Kodachrome: Masterclass Performance In A Beautiful Film

Witchdoctor Rating
  • 8/10
    - 8/10



TOBY WOOLLASTON heads to the movies and discovers the soft tones of Kodachrome.

Opening in theatres May 31

Digital giant Netflix’s bankrolling of a film that champions all things analogue is an anachronism that some might smirk at. Others will nostalgically nod at Netflix whose roots lay in the twilight of physical media. But when Ed Harris says,  “We’re strictly analogue here”, Kodachrome not only makes clear its belligerent stance on the world’s love-affair with all things digital but also underlines the 35mm celluloid that it was shot on – a rarity these days.

Directed by Mark Raso (Copenhagen) and based on a New York Times article written by A.G. Sulzberger, Kodachrome explores father-son relations against the backdrop of the titular film stock’s death knell.  

It’s a pleasantly predictable film that centres on Matt (Jason Sudeikis), a grumpy record exec, who is reluctantly coerced into joining his estranged father to drive cross-state. His father, Ben (played by the superb Ed Harris), is a renowned photographer who has to reach Kansas before the doors shut for good on the last Kodachrome processing facility in the world.

What adds to the trip’s urgency is that Ben is terminally ill, with only weeks to live. His last few cherished rolls of undeveloped Kodachrome film provide narrative direction but at its heart, Kodachrome is more concerned with exploring the frail emotional bonds between Ben and Matt. The always-engaging Elizabeth Olsen (Wind River) plays Zoe who comes along for the ride as Ben’s nurse, and with all the father-son bickering she becomes more a mediator than Ben’s medical attendant.

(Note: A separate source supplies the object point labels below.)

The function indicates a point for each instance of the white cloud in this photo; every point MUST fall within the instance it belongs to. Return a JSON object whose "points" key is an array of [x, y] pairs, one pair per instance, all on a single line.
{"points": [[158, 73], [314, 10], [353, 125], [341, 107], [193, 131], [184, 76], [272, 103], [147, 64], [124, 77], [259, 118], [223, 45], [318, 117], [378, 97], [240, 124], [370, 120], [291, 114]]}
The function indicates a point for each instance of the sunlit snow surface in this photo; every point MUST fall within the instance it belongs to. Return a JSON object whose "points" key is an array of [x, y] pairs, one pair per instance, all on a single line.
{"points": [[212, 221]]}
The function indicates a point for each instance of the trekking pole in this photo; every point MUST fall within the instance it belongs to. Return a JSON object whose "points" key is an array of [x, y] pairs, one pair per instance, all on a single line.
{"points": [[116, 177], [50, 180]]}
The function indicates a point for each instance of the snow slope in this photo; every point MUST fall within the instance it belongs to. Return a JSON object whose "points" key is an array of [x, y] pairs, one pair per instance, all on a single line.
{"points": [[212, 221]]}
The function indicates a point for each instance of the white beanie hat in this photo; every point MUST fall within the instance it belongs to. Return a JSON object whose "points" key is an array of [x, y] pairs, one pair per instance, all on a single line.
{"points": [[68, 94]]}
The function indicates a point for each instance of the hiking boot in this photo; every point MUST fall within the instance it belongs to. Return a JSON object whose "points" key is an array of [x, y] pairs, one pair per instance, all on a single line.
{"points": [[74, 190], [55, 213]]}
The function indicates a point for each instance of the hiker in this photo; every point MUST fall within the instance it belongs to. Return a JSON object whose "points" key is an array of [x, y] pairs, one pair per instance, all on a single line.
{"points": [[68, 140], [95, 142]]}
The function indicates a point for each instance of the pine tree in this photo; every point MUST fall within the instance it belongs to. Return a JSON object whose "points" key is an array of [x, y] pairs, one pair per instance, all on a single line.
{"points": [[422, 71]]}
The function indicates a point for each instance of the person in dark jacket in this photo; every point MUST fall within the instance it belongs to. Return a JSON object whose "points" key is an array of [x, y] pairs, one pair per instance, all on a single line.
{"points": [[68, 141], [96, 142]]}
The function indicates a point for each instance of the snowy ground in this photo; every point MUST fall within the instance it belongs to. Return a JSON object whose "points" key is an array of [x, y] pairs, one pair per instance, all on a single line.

Ed Harris’s performance can best be described as ‘nuanced’.  Oh how I cringe at the overused word, but in this instance it so aptly describes a masterful portrayal that is brimming with subtle shades of expression. Harris sublimely encapsulates Ben’s bitterly cynical demeanour that is fleetingly betrayed by moments of existential joy.

Kodachrome is a warm and beautiful film – cinematographer Alan Poon having made the most of the media it was filmed on. And although it is a touch predictable at times, Kodachrome remains an Ed Harris masterclass and worth seeing for his performance alone.

  • Kodachrome opens in theatres May 31st.